A couple of years ago it was all over the Driveway Border. I got nervous and dug a lot of it out, but I wish now that I hadn’t. Celandine Poppy grows to only about 18″ and dies back somewhat in the heat of summer, at least in our garden (it will revive in September). It’s really no threat to taller plants that bloom later in the season.


Other assertive spring wildflowers like Wild Geranium (Geranium maculatum) can also handle themselves just fine around Celandine Poppy. However, it can overwhelm more delicate or diminutive plants, especially spring ephemerals like Bloodroot (Sanguinaria canadensis). When Celandine Poppy encroaches on such plants, it should be firmly removed.



Here’s another big patch on the west side of the back porch.


So in my view, we should not fear the Celandine Poppy. Just don’t plant it in a formal garden. Instead, match it with equally tough wildflowers, and it will bring abundant cheer to your spring garden.

Have you grown Celandine Poppy in your garden?

47 Comments on “Celandine Poppy Is No Shrinking Violet”

  1. I like the flowers of the Celandine Poppy, it looks like a good spring plant when you need colour. We had lots of wild geraniums in the front garden, and unfortunately they smothered some new plants while we weren’t looking (and they died). So now I am more careful with plants I’m using as ”ground covers”

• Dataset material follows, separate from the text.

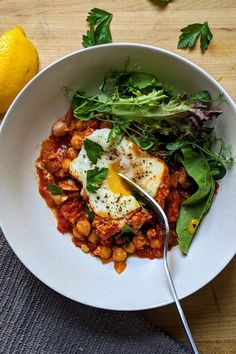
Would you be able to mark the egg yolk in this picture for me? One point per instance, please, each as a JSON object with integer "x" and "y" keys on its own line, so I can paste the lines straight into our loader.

  2. I haven’t grown this poppy. I’ve grown other poppies like opium and Californian. I love vigorous wildflowers that are annuals and self seed. I always think it’s easier to pull things out rather than coax reluctant growers.

  3. I have never grown this Jason but it does look lovely all over the place in spring before the other plants start growing. I got that fear of a plant spreading with my Centranthus ruber and pulled just a bit too much out a couple of years ago but it has recovered already!

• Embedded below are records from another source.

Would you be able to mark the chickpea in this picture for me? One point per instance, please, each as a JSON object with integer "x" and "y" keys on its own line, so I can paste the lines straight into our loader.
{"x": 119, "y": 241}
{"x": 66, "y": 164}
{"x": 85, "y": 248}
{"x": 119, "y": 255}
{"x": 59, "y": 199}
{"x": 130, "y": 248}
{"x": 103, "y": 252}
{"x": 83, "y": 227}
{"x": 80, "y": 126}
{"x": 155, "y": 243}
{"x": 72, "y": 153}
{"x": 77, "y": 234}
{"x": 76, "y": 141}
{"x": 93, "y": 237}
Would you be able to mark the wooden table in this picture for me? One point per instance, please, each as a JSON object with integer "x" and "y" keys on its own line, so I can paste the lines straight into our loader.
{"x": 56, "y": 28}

  4. You know, I have never seen one, and I doubt that I would be impressed by it since it is not at all comparable to our native California poppy, but I know several people from the East who think it is really cool. It makes me wonder what the allure is. I do not think that all of it is within the native range, but might have been planted. I heard of it from east of Pittsburgh, Ohio, but also Oklahoma. What grew in Oklahoma might have been something else. I do not know why it was grown there, but I think it was an old herbal plant.

      • Oh, they certainly are, although none of the newer colors are as excellent as the original orange. Yet, they are not one of the ‘traditional’ flowers. There are so many flowers that are common in the East and Midwest that I would like to try just because I hear so much about them, even though some are not that excellent. It sweet flag (iris) are something we lack. Our iris are relatively bland, although I really dig them. (I grew up with the San Francisco iris in the region.) Also, the native sunflowers from the Midwest are something I REALLY want to try, but have not yet.

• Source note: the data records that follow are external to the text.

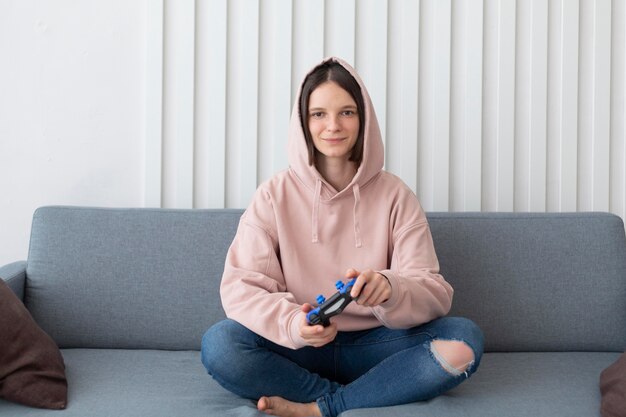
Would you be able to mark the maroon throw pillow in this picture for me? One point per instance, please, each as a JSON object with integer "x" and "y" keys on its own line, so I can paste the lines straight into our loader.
{"x": 613, "y": 389}
{"x": 32, "y": 371}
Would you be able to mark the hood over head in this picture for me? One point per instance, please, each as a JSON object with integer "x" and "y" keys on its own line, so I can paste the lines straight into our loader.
{"x": 371, "y": 164}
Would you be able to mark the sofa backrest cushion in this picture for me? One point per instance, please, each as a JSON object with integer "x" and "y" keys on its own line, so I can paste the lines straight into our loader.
{"x": 149, "y": 278}
{"x": 537, "y": 281}
{"x": 127, "y": 278}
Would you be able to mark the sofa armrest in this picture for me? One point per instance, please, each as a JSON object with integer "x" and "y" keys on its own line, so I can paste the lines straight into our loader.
{"x": 14, "y": 274}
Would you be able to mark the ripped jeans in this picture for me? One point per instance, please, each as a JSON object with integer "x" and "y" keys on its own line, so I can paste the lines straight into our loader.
{"x": 370, "y": 368}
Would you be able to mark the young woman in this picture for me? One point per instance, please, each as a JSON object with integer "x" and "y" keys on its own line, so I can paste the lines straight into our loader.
{"x": 335, "y": 214}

  5. I haven’t grown it, but it certainly is lovely. I’m always hesitant when a plant is considered “aggressive”, especially those that spread via rhizomes – is that the case with this one or is it a seed spreader?

  6. Now how cheerful can a flower hope to be ? .. I don’t have this one but it is a keeper for sure.
    Little hits of happy yellow in the garden just make you smile don’t they ? .. I have some soft yellows and of course some special goldenrod for the Fall (which is a long way off yet,phew!)
    I agree with Sunil that it looks like a mini Hypericum .. I have had one of those before .. sometimes the oldies are truly goodies .. now there are so many different cultivars it can be overwhelming .. I think gardeners go through stages where new cultivars fascinate us .. but eventually we fall back to the back bone plants .. which is a good thing !

  7. I’d like to try it, but I think it needs consistent moisture to thrive down here in Tennessee and I don’t have anyplace in my garden that fits the bill…

    It looks fantastic in your garden though!

    PS – I know what you mean about regretting digging out certain perennials. I sort of feel the same way about a patch of purple coneflower I ripped out. I still have some, but I wish I had more now. Ah well, live and learn!